The limitations of abstraction ensure that we have access only to the extrema of the elementa rerum. In what is likely to be an illusion to Lucretius, Vico declares that when man starts to investigate the nature of things (naturam rerum vestigabundus), he finds that “he does not have within himself the elements from which composite things exist.” This lack (brevitas) is not a morally neutral feature of the human condition, but a “vice of the mind” (mentis vicium). It is an effect of fallenness, a decline from a primordeal state in which mind and nature where integrated. (Vico uses nefas to characterize physicists who think they can provide real defintions of things.) Man responds to this condition by turning the mentis vicium to good use, by performing an operation that relies solely upon the mind and bypasses, as it were, the material world. “By abstraction, as they say, he fabricates (configit) two things for himself: the point that can be drawn and the unit that can be multiplied.” The association of abstractio and configere suggests that abstraction is creative. The suggestion is confirmed in the Prima Riposta, where Vico writes that mathematics [move to quotes on mathematics].
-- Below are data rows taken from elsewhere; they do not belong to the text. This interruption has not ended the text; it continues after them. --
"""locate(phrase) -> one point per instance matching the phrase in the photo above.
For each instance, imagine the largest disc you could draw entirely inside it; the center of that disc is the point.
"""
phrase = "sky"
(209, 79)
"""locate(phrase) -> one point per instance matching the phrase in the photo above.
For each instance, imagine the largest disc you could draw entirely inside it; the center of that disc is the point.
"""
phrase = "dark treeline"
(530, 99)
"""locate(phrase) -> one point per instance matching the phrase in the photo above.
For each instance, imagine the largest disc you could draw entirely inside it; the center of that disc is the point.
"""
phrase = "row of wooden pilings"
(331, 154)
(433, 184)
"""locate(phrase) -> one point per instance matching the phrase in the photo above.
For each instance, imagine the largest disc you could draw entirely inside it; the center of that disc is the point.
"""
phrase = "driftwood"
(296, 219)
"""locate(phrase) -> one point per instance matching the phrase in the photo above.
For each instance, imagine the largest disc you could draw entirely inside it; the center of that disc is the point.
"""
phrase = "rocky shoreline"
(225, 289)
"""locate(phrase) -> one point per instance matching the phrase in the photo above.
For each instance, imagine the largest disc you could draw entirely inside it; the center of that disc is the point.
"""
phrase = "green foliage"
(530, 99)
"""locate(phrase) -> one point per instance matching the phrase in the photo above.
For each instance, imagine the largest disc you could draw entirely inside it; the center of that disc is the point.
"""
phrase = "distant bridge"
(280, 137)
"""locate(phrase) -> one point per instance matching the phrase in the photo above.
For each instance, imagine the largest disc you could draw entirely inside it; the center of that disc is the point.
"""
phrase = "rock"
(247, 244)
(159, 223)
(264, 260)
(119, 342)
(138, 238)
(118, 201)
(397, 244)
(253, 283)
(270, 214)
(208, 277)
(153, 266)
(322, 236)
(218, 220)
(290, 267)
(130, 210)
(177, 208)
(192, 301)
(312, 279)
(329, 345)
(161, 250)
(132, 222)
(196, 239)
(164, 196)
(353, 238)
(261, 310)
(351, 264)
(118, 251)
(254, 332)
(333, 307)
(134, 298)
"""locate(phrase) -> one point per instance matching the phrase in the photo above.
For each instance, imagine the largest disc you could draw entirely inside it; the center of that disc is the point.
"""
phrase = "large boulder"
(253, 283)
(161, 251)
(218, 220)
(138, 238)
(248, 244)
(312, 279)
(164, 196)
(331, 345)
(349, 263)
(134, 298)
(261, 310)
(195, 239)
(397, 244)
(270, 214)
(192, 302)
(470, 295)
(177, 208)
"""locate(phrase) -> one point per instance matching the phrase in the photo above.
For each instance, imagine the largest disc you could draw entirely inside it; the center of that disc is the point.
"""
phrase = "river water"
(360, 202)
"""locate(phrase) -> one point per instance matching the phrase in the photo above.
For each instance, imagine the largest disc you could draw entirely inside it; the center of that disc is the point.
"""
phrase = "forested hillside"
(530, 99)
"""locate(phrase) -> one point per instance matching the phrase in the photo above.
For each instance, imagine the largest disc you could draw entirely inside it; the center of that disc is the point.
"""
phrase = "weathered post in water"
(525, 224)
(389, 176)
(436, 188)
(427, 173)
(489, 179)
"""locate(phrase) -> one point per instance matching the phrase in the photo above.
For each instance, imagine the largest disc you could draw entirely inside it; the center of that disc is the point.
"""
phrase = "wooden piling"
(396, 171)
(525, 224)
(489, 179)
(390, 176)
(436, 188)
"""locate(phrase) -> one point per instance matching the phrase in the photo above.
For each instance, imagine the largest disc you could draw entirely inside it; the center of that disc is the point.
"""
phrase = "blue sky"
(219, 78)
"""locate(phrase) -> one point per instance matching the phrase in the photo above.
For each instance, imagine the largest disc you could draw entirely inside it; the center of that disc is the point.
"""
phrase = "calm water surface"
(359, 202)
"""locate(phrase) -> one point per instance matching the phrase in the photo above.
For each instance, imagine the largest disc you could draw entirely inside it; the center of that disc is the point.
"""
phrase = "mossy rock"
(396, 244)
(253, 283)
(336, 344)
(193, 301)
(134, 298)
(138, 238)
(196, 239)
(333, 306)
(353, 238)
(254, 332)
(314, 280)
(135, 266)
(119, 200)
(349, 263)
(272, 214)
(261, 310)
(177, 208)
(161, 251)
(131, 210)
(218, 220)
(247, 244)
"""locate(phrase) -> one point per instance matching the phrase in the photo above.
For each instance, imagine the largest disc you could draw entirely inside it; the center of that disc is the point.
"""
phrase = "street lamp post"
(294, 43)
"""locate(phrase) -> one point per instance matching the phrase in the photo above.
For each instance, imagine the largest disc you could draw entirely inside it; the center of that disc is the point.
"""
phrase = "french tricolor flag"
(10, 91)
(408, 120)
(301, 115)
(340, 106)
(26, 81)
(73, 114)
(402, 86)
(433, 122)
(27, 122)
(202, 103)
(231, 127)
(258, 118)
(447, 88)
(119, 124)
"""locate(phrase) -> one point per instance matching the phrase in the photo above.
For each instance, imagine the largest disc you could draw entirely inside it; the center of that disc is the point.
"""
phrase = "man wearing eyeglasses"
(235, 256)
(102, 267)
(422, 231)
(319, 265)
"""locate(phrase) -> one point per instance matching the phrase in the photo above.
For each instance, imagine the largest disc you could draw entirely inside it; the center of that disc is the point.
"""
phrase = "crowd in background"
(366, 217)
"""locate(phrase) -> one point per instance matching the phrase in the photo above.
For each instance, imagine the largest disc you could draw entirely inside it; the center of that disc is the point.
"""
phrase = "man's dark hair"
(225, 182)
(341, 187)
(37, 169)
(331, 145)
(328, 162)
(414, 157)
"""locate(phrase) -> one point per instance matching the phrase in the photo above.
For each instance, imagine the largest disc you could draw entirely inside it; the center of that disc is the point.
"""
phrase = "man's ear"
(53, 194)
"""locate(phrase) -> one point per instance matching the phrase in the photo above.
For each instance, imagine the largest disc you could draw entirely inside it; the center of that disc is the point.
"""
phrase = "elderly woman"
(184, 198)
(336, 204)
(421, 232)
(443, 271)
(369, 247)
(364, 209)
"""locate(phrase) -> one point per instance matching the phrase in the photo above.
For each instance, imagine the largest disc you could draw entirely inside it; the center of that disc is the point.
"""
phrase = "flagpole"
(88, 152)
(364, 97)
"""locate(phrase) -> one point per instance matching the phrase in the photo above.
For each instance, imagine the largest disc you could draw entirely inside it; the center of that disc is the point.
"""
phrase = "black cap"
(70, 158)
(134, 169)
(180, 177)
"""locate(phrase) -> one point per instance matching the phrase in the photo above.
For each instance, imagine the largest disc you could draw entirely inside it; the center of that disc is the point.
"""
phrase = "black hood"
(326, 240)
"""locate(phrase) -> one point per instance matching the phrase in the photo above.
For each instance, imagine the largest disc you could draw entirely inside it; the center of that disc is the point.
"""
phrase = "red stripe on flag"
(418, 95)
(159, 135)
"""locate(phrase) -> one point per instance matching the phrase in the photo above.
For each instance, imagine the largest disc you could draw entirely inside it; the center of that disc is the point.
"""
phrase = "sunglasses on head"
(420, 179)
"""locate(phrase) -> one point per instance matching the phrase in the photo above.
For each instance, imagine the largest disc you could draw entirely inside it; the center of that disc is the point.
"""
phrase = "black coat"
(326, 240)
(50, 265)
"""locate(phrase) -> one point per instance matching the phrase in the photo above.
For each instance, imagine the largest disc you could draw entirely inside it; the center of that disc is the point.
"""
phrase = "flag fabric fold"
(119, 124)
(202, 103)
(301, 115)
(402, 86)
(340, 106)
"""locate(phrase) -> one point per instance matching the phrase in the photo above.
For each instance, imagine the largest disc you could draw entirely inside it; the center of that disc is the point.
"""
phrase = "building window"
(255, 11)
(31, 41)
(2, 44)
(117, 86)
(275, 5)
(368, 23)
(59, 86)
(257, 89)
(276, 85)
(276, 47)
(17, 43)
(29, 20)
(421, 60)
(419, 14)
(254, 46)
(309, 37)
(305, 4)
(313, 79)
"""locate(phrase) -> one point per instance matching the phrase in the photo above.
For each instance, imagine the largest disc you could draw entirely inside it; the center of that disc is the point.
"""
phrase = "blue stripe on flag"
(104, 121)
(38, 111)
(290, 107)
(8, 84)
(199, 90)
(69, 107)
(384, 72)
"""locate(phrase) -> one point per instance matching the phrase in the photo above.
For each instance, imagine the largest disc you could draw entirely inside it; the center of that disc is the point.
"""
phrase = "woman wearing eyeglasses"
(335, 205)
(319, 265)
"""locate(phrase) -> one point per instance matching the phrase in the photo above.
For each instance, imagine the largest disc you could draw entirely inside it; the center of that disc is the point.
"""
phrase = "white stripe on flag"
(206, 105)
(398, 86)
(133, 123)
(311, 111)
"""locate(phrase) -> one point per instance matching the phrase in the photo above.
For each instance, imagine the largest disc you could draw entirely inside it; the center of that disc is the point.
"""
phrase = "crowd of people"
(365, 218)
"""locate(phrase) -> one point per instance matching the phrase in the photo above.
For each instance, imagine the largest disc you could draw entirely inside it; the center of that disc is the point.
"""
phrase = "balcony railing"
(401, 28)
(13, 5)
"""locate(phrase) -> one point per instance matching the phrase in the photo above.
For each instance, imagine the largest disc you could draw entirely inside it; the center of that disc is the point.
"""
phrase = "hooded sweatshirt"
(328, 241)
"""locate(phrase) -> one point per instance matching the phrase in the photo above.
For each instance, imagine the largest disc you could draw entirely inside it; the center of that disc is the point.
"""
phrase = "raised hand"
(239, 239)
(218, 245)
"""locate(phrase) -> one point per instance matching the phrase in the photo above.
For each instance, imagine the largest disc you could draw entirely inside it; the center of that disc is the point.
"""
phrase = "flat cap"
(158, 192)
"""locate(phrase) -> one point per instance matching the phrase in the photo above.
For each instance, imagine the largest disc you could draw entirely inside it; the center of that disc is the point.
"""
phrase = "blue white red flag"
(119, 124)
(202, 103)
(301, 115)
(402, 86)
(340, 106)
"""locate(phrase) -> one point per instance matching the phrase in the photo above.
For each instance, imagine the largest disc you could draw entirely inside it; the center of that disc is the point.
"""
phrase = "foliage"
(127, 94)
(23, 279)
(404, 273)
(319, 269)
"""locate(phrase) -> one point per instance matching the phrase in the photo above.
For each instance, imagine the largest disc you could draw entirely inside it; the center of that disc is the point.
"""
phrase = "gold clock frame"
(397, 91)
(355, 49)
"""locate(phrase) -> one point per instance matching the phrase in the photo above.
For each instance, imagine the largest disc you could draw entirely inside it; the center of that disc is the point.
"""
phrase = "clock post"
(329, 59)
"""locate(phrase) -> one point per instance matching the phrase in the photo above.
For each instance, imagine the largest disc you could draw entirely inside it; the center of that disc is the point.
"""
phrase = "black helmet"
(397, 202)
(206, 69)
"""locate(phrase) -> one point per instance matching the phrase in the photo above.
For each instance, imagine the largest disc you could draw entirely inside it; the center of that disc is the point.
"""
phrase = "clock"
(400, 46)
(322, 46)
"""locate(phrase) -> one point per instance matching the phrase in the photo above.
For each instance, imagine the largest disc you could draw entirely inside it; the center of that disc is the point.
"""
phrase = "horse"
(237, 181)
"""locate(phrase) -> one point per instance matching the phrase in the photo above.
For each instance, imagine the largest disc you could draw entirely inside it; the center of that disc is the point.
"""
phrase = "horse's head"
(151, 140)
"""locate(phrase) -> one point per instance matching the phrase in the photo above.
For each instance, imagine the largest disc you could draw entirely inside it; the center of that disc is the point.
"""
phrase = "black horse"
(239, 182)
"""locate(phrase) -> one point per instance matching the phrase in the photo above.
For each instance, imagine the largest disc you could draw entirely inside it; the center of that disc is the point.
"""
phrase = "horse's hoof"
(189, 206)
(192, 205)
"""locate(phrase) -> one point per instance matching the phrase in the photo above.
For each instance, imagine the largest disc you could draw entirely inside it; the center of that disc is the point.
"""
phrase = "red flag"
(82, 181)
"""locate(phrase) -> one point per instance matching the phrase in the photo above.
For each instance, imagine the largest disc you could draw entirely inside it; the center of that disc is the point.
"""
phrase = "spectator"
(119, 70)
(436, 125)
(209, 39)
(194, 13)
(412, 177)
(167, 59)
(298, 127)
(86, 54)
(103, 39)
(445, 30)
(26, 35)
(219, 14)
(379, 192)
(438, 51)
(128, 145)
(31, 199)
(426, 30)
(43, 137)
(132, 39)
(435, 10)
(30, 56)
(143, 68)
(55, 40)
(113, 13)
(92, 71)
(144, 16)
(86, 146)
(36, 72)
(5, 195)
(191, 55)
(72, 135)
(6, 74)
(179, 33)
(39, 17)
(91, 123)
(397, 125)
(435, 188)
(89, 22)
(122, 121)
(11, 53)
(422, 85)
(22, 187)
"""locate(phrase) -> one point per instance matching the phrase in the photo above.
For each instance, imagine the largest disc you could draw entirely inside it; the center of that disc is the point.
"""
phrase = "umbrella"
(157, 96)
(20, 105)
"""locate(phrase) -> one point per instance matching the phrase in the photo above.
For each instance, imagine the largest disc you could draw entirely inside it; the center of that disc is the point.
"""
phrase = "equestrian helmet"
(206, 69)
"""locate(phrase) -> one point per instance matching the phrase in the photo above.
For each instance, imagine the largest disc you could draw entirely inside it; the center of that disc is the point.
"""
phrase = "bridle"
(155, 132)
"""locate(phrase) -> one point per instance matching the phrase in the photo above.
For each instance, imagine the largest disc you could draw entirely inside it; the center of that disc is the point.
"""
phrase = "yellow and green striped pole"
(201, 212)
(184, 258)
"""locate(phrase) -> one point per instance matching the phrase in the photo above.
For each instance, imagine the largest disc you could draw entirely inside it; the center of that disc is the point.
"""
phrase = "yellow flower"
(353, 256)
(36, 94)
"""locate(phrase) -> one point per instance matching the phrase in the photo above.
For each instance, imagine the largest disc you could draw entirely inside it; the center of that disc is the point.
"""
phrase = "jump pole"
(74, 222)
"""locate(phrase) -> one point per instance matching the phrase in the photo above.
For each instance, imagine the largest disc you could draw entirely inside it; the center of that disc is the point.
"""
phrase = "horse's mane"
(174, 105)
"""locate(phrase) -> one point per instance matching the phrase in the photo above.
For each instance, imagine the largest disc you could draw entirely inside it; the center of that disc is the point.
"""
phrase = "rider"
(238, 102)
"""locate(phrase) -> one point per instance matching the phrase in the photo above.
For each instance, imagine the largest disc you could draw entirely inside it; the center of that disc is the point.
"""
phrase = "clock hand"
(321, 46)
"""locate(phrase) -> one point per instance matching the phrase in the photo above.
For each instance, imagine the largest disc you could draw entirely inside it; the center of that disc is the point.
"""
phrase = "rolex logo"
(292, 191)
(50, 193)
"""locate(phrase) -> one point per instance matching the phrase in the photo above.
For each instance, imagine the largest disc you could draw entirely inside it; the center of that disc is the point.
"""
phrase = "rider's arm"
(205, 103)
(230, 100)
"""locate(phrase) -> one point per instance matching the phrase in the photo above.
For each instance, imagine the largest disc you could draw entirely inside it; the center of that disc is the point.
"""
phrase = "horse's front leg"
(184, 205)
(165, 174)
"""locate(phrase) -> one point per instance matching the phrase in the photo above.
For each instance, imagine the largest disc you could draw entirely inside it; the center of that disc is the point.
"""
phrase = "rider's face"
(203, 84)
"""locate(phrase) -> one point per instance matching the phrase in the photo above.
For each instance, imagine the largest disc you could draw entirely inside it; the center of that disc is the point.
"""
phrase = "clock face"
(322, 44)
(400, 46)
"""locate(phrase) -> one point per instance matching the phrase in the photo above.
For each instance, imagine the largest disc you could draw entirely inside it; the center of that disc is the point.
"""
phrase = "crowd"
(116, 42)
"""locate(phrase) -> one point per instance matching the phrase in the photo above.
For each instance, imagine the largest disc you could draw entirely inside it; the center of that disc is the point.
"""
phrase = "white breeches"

Truth in Making, Robert Miner

The Terminus Point of Nonbeing: Campanella (1568 – 1639 )

There is another evocative figure of radiating being, that which Campanella uses to characterize how each thing is but a point from which non-Being radiates, a kind of photographic negative of Plotinus’s conception:

 What we are concerned with is something that has an actual bearing on the existential order [not “relative nothingnesss” (nihilum secundum quid), the essence of a thing prior to existence], i.e., the composition of an infinite nonbeing with a finite being in existing realities. This is the point at issue, and this Campanella tries to illustrate by means of an analogy. Just as we can conceive a line stretching from the center of the earth beyond the circumfrence of the sky in infinitum, so, he says, man, like any other creature, is but a little dot where infinite nonbeing is terminated. Man is in effect the negation of an infinite number of other things and of God himself, being surrounded, as he is, by an infinite nonbeing (Bonansea, Tommaso Campanella, citing Met, II, 6, 3, 7)

In this Campanella presents something very close to Spinoza’s letter 21 claim that “all determination is negation,” something that Hegel made quite a bit of. Only in Spinoza any particular determination/negation is not a negation of God/Substance, but rather its Substance (Campanella always heretically veering towards collapsing God and Creation into one panpsychic whole, like Spinoza, but careful to walk the line).

What I am inspired to say about these circular analogies for Being and coherence of action, with their distinct and performative inside/outside designations, is that somehow mathematics in coming out of the pure fictiveness of human creation, in inventing the Non-Being of the immaterial point, somehow grasps whole the entire matrix of radiating conceptions, and is able to map out with great fecundity the very Oneness which is beyond Being (in a Plotinian sense). Weaving out the very absence, the infinitesimal (as my wife tells me, what is the decimal point which divides the infinitely large from the infinitely small, made of?), we get a glimpse of the very varigatedness that Plotinus attributes to Nous likeness taking.  The whole thing is sutured closed, or at least remotely closed, for one imagines that there are many kinds of mappings that can be woven from the nothingness of the point.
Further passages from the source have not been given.